Charles Cantrell
-For D.D.
Dan always wore a black leather jacket
and wore toe-less shoes
because, he said, “My toes are beautiful,
and I want people to see them.”
He once recited a poem he had written for me
while he painted his toes. I said, “You know
I’m not gay.” “Yeah,” he said, “but can’t two
unrelated men love each other not based on sex?”
Though we were best friends, I grinned
and switched the conversation to the wild
turnings and metaphors of “The Drunken Boat,”
Dan’s favorite Rimbaud poem.
We both loved Rimbaud and tried hard
to imitate his bizarre imagery.
A few years later, as Dan was dying of AIDS
I went to see him in a hospice. I held his hand.

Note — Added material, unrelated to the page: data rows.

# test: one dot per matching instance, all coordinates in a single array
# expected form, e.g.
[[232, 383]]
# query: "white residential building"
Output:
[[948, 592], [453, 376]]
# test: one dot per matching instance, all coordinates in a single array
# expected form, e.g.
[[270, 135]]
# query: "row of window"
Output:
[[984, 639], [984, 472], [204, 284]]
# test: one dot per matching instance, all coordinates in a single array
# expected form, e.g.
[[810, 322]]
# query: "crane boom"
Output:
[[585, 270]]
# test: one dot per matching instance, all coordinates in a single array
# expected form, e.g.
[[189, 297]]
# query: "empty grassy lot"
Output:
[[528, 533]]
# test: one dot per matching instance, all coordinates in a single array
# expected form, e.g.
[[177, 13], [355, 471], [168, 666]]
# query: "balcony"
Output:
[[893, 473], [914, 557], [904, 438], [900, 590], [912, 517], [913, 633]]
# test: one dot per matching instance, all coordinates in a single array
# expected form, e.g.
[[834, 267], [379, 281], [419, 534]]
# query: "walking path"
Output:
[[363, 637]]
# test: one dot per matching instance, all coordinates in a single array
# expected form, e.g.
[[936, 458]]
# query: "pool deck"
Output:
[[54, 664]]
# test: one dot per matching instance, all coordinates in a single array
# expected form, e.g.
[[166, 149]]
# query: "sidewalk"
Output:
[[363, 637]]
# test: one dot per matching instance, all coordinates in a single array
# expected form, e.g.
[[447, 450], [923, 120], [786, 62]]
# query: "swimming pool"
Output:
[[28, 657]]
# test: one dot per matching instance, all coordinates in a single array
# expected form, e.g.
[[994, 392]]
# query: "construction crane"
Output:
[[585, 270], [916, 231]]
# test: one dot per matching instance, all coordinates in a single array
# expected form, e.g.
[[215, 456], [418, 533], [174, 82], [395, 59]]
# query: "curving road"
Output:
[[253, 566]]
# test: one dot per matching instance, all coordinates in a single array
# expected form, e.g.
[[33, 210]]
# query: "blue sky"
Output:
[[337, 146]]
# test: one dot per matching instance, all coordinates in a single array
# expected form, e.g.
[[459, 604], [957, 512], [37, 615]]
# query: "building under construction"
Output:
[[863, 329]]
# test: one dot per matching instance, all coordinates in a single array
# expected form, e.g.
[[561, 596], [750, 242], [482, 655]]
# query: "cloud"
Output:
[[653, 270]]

He whispered, “I am no longer a wild river,
and I have no control.” I wanted to say, yes you do,
but I couldn’t. In Goodwill, a few months
after Dan passed, I saw a black leather jacket
that looked exactly like Dan’s. I ran my finger
down one lapel the way Dan used to do,
then I flashed to a day on the bus when Dan
opened his Rimbaud and said, “Listen to this:
I drifted on a river I could not control,
No longer guided by the bargemen’s ropes.

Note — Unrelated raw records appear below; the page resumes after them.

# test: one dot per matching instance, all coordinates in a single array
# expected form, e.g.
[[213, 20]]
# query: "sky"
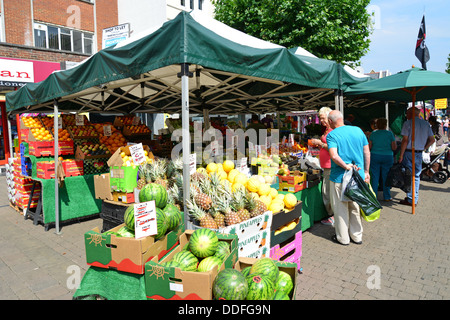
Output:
[[396, 26]]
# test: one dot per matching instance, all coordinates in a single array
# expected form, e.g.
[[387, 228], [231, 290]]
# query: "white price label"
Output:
[[79, 120], [137, 153], [107, 130], [192, 163], [145, 219]]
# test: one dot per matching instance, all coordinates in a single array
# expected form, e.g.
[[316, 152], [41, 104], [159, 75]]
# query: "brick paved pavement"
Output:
[[410, 253]]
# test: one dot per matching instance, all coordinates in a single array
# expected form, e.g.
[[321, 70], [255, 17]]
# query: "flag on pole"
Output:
[[422, 52]]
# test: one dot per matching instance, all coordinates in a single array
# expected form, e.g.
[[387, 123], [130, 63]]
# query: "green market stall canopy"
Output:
[[230, 73]]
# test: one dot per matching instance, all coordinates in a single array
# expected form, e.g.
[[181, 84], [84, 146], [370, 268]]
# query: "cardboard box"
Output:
[[170, 283], [283, 217], [102, 187], [124, 253], [289, 268], [292, 183], [289, 251]]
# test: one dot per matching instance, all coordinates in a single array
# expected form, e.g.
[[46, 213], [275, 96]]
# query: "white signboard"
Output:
[[145, 219], [114, 35], [137, 153]]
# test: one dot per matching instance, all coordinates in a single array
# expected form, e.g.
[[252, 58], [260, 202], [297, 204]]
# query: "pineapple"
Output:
[[238, 203], [204, 218]]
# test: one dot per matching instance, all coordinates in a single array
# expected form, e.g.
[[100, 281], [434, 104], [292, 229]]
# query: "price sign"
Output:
[[79, 120], [136, 121], [107, 130], [145, 219], [137, 153], [192, 163]]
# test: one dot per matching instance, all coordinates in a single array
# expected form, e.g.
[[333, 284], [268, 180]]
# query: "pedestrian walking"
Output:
[[348, 148]]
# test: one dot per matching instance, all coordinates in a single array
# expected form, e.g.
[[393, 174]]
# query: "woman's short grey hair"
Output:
[[324, 111]]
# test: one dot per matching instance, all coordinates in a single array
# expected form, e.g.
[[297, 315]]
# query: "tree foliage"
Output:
[[330, 29]]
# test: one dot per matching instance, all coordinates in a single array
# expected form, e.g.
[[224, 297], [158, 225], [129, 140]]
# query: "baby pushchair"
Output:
[[434, 170]]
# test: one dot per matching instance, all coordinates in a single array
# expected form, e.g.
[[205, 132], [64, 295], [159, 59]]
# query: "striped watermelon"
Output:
[[173, 215], [208, 264], [203, 242], [260, 287], [161, 222], [171, 263], [265, 266], [284, 283], [223, 250], [280, 295], [128, 217], [187, 260], [156, 192], [246, 271], [230, 284]]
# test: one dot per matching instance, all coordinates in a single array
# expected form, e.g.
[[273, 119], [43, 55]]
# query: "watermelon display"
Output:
[[171, 263], [284, 283], [230, 284], [173, 215], [187, 260], [266, 266], [208, 264], [223, 250], [161, 221], [203, 242], [156, 192], [260, 287], [246, 271], [128, 218], [280, 295]]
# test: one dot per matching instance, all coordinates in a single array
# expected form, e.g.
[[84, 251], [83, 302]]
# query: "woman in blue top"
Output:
[[382, 146]]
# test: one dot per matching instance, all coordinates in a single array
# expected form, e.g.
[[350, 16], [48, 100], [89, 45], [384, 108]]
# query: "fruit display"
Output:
[[136, 129], [219, 198], [114, 141], [63, 134], [41, 134], [83, 131], [31, 122], [262, 281], [201, 254], [94, 149]]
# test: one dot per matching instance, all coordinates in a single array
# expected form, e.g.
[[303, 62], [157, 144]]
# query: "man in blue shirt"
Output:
[[347, 145]]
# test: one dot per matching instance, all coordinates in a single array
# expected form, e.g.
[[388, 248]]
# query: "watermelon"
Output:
[[284, 283], [208, 264], [260, 287], [203, 242], [161, 222], [173, 215], [128, 217], [171, 263], [246, 271], [156, 192], [187, 260], [230, 284], [223, 250], [280, 295], [266, 266]]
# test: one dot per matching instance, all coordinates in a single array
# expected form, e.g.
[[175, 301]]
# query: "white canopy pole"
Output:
[[186, 139], [55, 126], [386, 110]]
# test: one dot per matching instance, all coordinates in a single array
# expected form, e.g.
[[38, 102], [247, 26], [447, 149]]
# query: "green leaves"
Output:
[[336, 30]]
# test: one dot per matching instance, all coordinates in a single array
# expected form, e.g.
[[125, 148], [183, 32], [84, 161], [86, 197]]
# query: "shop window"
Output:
[[66, 39]]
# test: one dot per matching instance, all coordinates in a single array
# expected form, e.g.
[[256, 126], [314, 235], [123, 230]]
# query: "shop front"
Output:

They were captured by howling Indians
(Dan’s voice rose) who nailed them naked to
colored stakes.” A woman ahead of us, a stole,
tight as a furbearing snake around her neck,
turned and said, “Please be quiet or I’ll tell
the driver.” “But I wanted everyone to hear this,”
Dan said to me, and slammed the book shut.
Charles Cantrell has poems in recent or forthcoming issues of Mudfish, Confrontation, Rumble Fish Quarterly, Mobius, Citron Review, Seven Circle Press, West Texas Literary Review, Appalachian Heritage, Pinyon Review, and Miramar Poetry Journal. A book of poetry, Wild Wreckage, will be published by Cervena Barva Press in 2019. He’s been twice nominated for a Pushcart Prize in poetry. Over the past 30 years he’s been in residency several times at Ragdale and the Virginia Center for the Creative Arts.